ScraperWiki – Tools for Scraping Web Data

There are some incredibly repositories of data available out on the web, but you need to tools to get that data into formats that are usable for your projects. ScraperWiki is a code repository, a community where programmers can share their code and enable others to refine and adapt it to their needs. The tool you need for your project might just be a click away!

Here is a video that describes a basic twitter scraper.

Taming chaotic library data – Google Refine

I am always on the lookout for new tools to help me conquer chaotic data. A colleague found an interesting Google project, Google Refine.

Google Refine

http://code.google.com/p/google-refine/

As librarians, we work with a wide variety of data sets (MARC, XML, excel, text files) from a variety of sources (Integrated Library Systems, vendor data, government statistical data, etc.). Manipulating data is a crucial skill, so I’m definitely going to play with this new tool.

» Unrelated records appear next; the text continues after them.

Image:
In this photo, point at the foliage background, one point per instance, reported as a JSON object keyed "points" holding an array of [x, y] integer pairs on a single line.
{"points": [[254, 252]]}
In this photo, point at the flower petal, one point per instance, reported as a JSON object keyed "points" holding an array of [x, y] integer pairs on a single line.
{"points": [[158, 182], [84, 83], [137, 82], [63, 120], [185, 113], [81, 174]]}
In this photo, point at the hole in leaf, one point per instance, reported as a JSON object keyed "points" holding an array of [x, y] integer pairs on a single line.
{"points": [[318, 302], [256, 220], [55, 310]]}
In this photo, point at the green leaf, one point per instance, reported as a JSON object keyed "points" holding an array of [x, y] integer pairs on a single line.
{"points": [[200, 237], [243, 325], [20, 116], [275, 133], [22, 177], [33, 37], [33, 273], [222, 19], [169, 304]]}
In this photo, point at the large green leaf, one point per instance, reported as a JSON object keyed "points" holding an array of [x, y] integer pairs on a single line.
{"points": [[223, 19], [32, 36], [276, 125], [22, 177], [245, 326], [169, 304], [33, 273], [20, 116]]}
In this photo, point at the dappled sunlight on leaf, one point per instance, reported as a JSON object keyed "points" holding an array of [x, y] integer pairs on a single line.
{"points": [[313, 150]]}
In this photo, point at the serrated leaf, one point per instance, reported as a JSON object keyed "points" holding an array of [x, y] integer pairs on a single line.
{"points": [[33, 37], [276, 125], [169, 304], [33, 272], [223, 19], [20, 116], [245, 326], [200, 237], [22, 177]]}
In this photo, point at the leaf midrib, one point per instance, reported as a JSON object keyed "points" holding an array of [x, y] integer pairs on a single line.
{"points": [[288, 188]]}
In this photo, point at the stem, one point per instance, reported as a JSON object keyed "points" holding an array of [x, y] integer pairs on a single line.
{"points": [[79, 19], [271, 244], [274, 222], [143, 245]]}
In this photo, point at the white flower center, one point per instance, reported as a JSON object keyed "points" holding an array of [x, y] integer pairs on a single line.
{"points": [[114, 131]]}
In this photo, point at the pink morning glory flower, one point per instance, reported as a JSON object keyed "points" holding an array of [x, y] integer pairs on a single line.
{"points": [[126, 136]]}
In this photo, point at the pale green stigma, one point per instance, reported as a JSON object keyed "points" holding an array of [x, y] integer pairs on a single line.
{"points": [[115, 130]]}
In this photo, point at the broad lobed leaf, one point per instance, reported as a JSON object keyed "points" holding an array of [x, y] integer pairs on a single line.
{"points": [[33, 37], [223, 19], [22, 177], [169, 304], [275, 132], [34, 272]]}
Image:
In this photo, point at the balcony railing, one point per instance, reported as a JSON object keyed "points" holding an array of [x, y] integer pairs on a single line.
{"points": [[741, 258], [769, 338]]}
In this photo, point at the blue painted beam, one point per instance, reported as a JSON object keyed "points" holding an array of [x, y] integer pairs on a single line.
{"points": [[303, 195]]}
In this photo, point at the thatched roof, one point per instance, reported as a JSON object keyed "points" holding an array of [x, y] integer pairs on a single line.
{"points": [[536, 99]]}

Converting Excel Data to a Table

In my job I deal with lots of lists of things–occasionally I feel like a list wrangler.  Generally I want to look at my data in a variety of ways so the ability to easily sort and filter my lists without much effort is key to my daily life. One simple way to do so is to convert a simple excel list into a Table. Here’s how to take a simple Excel list of data and convert it into a sortable, filterable Table (Note: I’m using Excel 2007 here):

  1. Click anywhere in your Excel list.
  2. Go to Home tab, then the Styles group and click the Format as Table button. You’ll be presented with a variety of styling options…go ahead and pick your favorite.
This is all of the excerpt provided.